この女性が関与する財団に、青瓦台(大統領府)が圧力をかけて企業に多額の資金を提供させた疑惑も浮上しており、朴大統領は就任以来、最大の窮地に立たされている。
崔順実氏(左)に朴大統領の演説文が事前に流れていたことを報じた韓国・JTBC
直接のきっかけは、韓国のケーブルテレビ局「JTBC」が10月24日、朴大統領の40年来の友人とされる女性、崔順実(チェ・スンシル)氏のパソコンのファイルを入手し、その内容の一部を報じたことだった。
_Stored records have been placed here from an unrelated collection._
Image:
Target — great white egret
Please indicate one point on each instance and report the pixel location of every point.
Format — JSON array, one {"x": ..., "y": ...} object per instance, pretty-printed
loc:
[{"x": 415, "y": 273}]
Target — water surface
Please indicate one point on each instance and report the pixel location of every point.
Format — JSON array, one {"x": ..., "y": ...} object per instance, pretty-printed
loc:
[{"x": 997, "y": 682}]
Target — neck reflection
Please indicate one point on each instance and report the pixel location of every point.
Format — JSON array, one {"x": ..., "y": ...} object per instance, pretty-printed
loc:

そこには、朴大統領の演説文や公式発言が、発表前に崔氏に渡っており、崔氏が手直しをした形跡もあった。閣議の資料や、朴大統領が地方自治体から受けた業務報告の内容なども含まれていた。
10月25日、国民に謝罪する朴槿恵大統領
報道を受け、朴大統領は25日、国民向け談話を発表。ハフポスト韓国版によると、「就任後、一定期間、一部の資料について意見を聞いたことはあるが、青瓦台及び補佐体系が完備されてからはやめた」と事実関係を大筋で認め「もっと丁寧にしようという純粋な気持ちでやったことで、国民の皆様にご心配をかけ、驚かせ、心を痛めたことに申し訳なく思う」と謝罪した。
しかしJTBCはこの談話発表後に、さらなるファイルの内容を報道。朴氏が大統領に当選直後の2012年末、李明博大統領(当時)との引き継ぎのため会談したときの朴氏の発言原稿が、会談前に崔氏に渡っていた。この中には「韓国軍が北朝鮮当局と極秘に接触した」などの内容も含まれていた。さらに別のファイルからは、朴氏の外国首脳との電話会談の発言内容が、会談前に崔氏に渡っていたり、崔氏が青瓦台の人事について朴氏にアドバイスしたりしていた形跡もあったという。同じくケーブルテレビのTV朝鮮も、青瓦台(大統領府)の人事に介入していた疑惑を報じた。
韓国には大統領記録物管理法という法律があり、流出させた者は7年以下の懲役または罰金刑に処せられる可能性がある。
■「崔順実ゲート」で支持率低迷。弾劾はあるのか
崔氏を巡っては、文化体育観光省の許可で設立された「文化財団ミル」と「Kスポーツ財団」の理事長や理事に、崔氏の知人が多数就任し、韓国企業が計800億ウォン(約73億円)を出資していたことが報じられている。存在自体あまり知られていない2つの財団に企業が巨額の資金を拠出したことに、青瓦台の圧力があったのではないかと疑われている。
韓国ギャラップによる、1988年以降の歴代大統領の支持率(朴槿恵氏がオレンジ線)
こうした「崔順実ゲート」と呼ばれる疑惑が次々に報じられ、朴大統領の支持率は徐々に低下。10月20日時点の韓国ギャラップの調査では支持25%、不支持65%となった。24日に朴大統領が突然、大統領の求心力向上を狙った憲法改正の意向を示したのも、疑惑報道が続いて支持率が低迷する政権の先行きを打開する狙いがあったとみられる。
謝罪会見の直後、韓国の大手ポータルサイト「NAVER」では、リアルタイムのキーワードで「弾劾」が1位に浮上した。韓国の憲法では「弾劾訴追」の規定があり、国会議員の3分の2以上が賛成すれば、憲法裁判所が審判するまで大統領の職務が停止される。2004年に、当時の盧武鉉大統領が国会から弾劾訴追され一時的に職務停止されたが、憲法裁判所が弾劾を否決して復帰したことがある。
演説文流出を受け、朴大統領を支える与党・セヌリ党も「国民の皆様に申し訳ない」「徹底的に真相究明を求める」とする談話を発表し、朴大統領の足元が根本から揺らいでいる。朴大統領同様、セヌリ党も支持率が落ち込んでおり、与野党が弾劾に同意すれば、朴大統領の政治生命に致命的なダメージを与える可能性がある。